“É muito meu entregar-me de alma e coração a algo que realmente importa, e com o mesmo ímpeto perder o interesse, confundir-me a mim próprio com saltos de ideias, mudanças repentinas, alternando doentiamente o entusiasmo com a apatia.
Tirante o que vem dos que me geraram, creio que essa maneira de ser deve muito à maneira e ao lugar da minha criação, a circunstâncias que sem exagero se podem chamar bizarras, e a uma pouco corrente mistura de solitude, curiosidade e temor.
Criei-me a falar sozinho, a brincar sozinho, forçado a inventar um mundo que, pela fantasia, compensasse o escasso território do pátio em que me isolavam, como se o contacto com outros fosse um perigo ou desse peçonha.
Deixa marca o só ter galinhas e cães por companhia, passar os dias com duas mulheres silenciosas, raro ver mais longe do que deixava a porta quando se abria, encolher-me cada vez que meu Pai acontecia passar.
Sofri? Creio que não. Ignorava outro viver, e o que apercebia das vidas alheias causava-me um misto de nojo e insolência, era próximo e ao mesmo tempo distante, estranho como visionar um filme. em parte devia-se isso à circunstância de parecermos o que não éramos, de num meio de pobreza extrema a nossa mediania ter ares de abastança, e meu Pai, «o Senhor engenheiro», assumir atitudes de fidalgo e dono só possíveis num fim do mundo como as quintas do Maçarico.

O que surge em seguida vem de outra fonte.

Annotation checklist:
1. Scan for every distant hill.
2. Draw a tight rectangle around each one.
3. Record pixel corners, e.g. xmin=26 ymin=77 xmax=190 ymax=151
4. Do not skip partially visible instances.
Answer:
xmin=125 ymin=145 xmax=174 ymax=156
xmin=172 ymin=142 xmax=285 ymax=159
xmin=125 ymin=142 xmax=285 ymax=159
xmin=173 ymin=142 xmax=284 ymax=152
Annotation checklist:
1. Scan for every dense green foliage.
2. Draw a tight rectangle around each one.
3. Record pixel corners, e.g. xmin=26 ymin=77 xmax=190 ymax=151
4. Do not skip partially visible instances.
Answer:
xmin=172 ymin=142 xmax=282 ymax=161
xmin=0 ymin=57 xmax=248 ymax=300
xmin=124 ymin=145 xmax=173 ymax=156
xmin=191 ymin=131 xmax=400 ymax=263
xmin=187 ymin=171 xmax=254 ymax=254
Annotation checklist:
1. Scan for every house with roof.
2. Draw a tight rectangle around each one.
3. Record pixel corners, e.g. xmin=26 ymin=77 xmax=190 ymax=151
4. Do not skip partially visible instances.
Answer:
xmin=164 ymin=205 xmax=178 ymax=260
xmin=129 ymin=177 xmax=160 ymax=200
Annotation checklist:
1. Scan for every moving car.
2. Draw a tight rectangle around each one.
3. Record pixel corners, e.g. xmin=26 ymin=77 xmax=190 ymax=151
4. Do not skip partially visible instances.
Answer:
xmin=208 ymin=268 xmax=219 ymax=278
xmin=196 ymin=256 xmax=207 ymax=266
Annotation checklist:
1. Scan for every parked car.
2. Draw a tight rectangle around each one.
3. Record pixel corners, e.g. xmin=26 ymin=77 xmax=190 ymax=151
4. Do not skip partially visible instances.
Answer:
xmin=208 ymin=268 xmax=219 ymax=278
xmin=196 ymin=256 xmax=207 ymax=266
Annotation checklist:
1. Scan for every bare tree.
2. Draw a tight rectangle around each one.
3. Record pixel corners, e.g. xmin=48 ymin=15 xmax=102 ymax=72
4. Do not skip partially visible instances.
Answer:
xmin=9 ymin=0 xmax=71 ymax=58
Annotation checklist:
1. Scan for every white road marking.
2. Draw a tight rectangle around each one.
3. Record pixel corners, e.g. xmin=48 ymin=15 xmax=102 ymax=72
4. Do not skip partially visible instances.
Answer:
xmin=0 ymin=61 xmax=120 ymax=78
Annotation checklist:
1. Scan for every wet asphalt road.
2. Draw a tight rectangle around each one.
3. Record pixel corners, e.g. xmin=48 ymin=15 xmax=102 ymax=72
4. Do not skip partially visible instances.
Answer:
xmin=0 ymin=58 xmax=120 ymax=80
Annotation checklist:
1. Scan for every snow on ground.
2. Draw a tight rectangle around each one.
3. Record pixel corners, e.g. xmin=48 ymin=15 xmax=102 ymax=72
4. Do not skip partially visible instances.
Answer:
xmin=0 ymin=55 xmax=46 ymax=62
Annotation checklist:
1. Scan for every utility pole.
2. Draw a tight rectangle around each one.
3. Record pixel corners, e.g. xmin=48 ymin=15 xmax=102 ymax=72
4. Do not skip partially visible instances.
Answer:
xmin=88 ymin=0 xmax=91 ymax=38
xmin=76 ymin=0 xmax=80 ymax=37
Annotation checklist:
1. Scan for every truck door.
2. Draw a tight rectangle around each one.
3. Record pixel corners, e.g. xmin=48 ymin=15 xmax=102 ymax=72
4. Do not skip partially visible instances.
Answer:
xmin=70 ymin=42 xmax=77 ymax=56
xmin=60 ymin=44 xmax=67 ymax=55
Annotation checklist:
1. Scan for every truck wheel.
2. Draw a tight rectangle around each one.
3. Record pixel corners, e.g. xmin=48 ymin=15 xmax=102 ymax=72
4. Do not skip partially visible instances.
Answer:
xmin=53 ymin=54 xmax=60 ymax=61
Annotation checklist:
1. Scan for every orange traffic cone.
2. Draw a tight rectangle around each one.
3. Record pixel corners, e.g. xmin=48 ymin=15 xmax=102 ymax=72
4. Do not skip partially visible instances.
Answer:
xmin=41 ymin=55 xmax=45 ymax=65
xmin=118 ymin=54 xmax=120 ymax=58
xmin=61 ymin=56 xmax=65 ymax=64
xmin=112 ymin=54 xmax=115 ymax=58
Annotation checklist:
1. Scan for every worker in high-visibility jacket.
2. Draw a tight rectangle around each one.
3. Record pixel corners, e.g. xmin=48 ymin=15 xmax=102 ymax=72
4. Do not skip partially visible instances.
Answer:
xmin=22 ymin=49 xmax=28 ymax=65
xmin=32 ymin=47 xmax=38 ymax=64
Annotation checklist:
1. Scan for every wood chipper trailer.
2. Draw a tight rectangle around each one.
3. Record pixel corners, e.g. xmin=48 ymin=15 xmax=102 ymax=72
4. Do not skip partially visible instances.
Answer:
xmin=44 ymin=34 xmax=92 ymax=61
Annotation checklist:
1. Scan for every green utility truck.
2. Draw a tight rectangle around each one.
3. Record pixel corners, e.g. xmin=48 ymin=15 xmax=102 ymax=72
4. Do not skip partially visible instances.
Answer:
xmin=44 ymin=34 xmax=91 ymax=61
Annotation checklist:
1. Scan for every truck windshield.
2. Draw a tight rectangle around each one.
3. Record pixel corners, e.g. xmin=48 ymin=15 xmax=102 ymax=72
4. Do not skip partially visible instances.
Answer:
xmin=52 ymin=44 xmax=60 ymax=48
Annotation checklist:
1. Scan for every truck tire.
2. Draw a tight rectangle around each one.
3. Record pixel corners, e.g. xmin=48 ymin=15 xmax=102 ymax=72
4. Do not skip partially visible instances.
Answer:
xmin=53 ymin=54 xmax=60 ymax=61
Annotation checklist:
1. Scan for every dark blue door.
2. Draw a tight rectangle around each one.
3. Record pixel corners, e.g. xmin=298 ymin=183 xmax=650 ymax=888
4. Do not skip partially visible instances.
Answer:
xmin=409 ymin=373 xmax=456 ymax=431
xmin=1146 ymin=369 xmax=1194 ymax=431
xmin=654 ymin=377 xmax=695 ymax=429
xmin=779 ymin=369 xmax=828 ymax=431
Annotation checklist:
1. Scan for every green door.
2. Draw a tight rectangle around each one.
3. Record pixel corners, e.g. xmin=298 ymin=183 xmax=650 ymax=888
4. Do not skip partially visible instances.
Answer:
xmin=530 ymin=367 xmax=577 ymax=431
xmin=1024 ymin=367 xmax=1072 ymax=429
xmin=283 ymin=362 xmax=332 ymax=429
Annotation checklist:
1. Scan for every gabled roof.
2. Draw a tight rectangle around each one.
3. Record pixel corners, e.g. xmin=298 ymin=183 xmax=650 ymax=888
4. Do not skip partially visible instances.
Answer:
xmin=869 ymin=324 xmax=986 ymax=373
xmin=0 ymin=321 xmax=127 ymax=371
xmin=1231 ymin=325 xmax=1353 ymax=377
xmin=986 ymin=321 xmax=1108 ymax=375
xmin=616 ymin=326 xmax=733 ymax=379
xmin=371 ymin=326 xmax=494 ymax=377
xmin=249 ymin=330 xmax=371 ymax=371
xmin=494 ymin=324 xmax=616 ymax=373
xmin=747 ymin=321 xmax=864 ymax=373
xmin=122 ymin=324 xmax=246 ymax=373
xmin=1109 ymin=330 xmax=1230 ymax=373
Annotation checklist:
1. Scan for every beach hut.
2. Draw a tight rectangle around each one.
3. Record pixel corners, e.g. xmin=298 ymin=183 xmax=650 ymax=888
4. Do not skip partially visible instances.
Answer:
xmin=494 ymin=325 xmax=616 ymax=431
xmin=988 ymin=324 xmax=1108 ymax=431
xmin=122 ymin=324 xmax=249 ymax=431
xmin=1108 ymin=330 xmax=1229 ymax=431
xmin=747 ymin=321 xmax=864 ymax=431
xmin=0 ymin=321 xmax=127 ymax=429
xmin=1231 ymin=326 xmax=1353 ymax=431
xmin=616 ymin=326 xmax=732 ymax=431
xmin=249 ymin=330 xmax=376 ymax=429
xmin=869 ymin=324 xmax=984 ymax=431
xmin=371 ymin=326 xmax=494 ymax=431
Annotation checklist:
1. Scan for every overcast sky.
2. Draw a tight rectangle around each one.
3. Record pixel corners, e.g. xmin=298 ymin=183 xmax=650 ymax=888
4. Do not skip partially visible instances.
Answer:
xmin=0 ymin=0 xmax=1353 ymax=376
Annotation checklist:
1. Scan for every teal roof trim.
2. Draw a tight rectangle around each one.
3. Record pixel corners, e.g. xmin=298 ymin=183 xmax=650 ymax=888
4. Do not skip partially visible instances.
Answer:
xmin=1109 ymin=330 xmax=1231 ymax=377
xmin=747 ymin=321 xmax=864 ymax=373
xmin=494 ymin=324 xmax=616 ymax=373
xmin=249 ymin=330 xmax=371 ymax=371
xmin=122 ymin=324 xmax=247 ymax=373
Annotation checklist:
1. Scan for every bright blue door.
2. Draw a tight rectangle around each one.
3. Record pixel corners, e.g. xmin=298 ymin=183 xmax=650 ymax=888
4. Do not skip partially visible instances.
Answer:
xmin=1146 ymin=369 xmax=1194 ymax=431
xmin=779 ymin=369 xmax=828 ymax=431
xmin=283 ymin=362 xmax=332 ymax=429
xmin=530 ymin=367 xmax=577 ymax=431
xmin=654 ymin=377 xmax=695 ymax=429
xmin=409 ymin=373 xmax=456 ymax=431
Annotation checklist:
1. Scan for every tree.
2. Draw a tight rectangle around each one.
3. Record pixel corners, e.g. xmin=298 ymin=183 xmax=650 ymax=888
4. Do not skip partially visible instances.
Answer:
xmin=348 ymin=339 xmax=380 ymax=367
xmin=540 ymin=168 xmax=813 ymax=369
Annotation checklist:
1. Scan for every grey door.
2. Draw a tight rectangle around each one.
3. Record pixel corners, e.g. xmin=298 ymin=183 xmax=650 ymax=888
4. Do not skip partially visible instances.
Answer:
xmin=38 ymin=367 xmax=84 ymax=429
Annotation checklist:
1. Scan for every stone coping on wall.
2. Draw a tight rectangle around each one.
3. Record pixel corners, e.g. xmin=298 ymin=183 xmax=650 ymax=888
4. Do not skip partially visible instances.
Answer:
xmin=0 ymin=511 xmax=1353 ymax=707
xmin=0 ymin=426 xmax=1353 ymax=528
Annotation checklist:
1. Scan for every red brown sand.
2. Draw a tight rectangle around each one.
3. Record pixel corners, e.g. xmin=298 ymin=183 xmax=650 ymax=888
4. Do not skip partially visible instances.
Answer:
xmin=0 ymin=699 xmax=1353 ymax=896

O ele não ser engenheiro de coisa nenhuma, e de seguida a um vago estudo no que se chamava então a escola de regentes agrícolas se atribuir o título, era astúcia sua, maneira corrente de distinção. e os que dele dependiam, de facto todos, usavam esse tratamento como mostra de respeito, mas era também a maneira segura de, verdadeiros servos, ocultar o ódio e o desprezo que lhe tinham.”